Publicado em 13/08/2023, às 06h30


A pergunta é recorrente: “Professor, como faço para treinar o meu discurso?”  Alguns emendam o que ouviram dizer: “Exercitar na frente do espelho é bom, né?”. Antes de dizer o que é recomendável ou não no preparo de uma apresentação, é oportuno esclarecer que qualquer método que dê resultado pode ser usado.

Esse talvez pareça um comentário sem muito sentido, mas entre as inúmeras lições que aprendi nesses quase 50 anos como professor de oratória há uma em especial: se o recurso utilizado pelo orador para exercitar suas apresentações funcionar, deve receber o carimbo de aprovado.

O espelho

Retomando o caso do espelho, por exemplo. Como regra geral, não aconselho a pessoa ensaiar seus discursos se valendo desse recurso. O orador se sente desconfortável, artificial, sem saber bem como agir. Fica em dúvida se olha para as mãos, para os pés, para a fisionomia, para os movimentos da boca.

Enfim, acaba por se preocupar e por se distrair com detalhes que mais atrapalham que ajudam. Por outro lado, se alguém me diz que se sente muito bem falando na frente do espelho e que assim se prepara de forma mais eficiente para enfrentar a plateia, jamais digo a ele para interromper esse tipo de preparação.

Objeto na mão

Sobre a liberdade que cada um pode e deve ter, houve um caso bastante curioso. Recomendo sempre que uma pessoa só tenha um objeto na mão nas situações em que ele esteja no contexto da apresentação. Por exemplo, se o palestrante fala em pé segurando uma caneta, provavelmente seria uma atitude inadequada, pois, sem que haja algum propósito para isso, ela poderia se tornar um ruído e desviar a atenção dos ouvintes.
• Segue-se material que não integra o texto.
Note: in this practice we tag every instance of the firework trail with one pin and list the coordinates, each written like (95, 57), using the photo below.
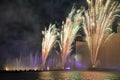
(50, 37)
(68, 32)
(97, 23)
Por outro lado, se estivesse sentado atrás de uma mesa, a caneta seria recomendável para fazer anotações. Estaria dentro do contexto. Portanto, segurar microfone, laser pointer, passador de slides, ainda que ocupem todas as mãos, se tiverem utilidade, estarão bem contextualizados.

A exceção

Certa vez, entretanto, recebi um aluno que insistia em falar com uma caneta na mão. Era fluente e bastante comunicativo. Eu pedia para deixar as mãos livres, pois poderia atrapalhar a concentração da plateia. Ele deixava o objeto sobre a mesa e perdia totalmente o ritmo da exposição. Pegava a caneta novamente, e voltava a se expressar com desenvoltura.

Não tive dúvidas. Sugeri que continuasse falando com a caneta na mão. No seu caso dava excelente resultado. Nunca vi nada semelhante, mas foi um bom exemplo para avaliar as exceções.

Um bom método

No treinamento de um discurso, aconselho que o orador exercite na frente de uma parede a aproximadamente três metros de distância. Quando se sentir confortável, poderá gravar a apresentação com o smartphone. Se perceber alguma incorreção, fará o acerto.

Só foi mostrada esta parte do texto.